What wasn’t there to like about the Nationals at that moment?

All along, though, Dusty Baker knew this was going to be an especially difficult stretch of the season for his team. Because of that makeup game, the Nationals found themselves needing to play 20 games in 20 days, never a manager’s preference.

So Baker couldn’t be totally surprised by what transpired over the last six days: Five losses, culminating with today’s 13-2 drubbing at the hands of the Braves.

Dusty-Baker-Nats-jacket-sidebar.jpg“We were playing so well on the West Coast,” he said. “And then we came home and then ... we didn’t play well at home, you know, defensively, pitching. We hit the ball pretty good most days, and it was a tough homestead. This is not the type of homestead you want to exhibit in front of your home fans.”

A crowd of 36,217 that withstood a pregame shower and then a 3-hour, 17-minute slog of a ballgame booed more than once during today’s proceedings. The Nationals provided ample opportunity for it.

It began with Tanner Roark laboring through another difficult start: seven runs and nine hits in five innings. After an impressive upturn in which he seemed to solve the problems that plagued him earlier in the season, Roark now finds himself again searching for answers after back-to-back poor starts.

If there’s any consolation to the situation, the right-hander suggested after today’s game he thinks he has figured out the root of the current problem.

“Extending, getting closer to the plate, really,” he said. “I think that’s my main issue. I looked at some video, and it just so happened to be that it was a little thing like that. And most of the time, baseball plays tricks on you, and that was the little thing.”

Roark, whose ERA now stands at a hefty 4.39 after 14 starts, has seemed to need to make more adjustments (even if mostly minor ones) during a season that has born little resemblance to his 16-win campaign of 2016.

“I’ve pitched for a long time,” he said. “Not saying I have anything figured out by any means, but I know myself pretty well.
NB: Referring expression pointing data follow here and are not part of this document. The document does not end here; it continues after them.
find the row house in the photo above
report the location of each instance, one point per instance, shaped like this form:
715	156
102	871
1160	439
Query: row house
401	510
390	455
And (the need for more arm extension) was my main issue. And I was obviously struggling to find some things earlier on in the year, and all year, basically. But I feel like that’s the biggest thing, the extension.”

Roark’s struggles today might not have been so damaging, except for two facts: The Nationals offense, so potent throughout the season, managed only two runs off Julio Teheran, and the Nationals bullpen, such a problem area all season, compounded matters by giving up six runs in the top of the seventh.

There was a slight caveat to that last matter, though. Baker tried to squeeze more out of Trevor Gott and Blake Treinen than he would have liked, trying to save as many of his best available relievers for this weekend’s four-game series against the Mets.

To wit: After tossing a scoreless sixth inning, Gott returned for the seventh and proceeded to give up five runs before departing with his pitch count at a whopping 52.

“We just had to stay with him longer than we wanted to, because we were about bullpen preservation most of the day,” Baker said. “We have a big series coming up, you know, against the Mets. And you certainly don’t want to go in there with your whole bullpen tired and beat up. So after a while, we just tried to preserve our bullpen for this next seven games as much as we can.”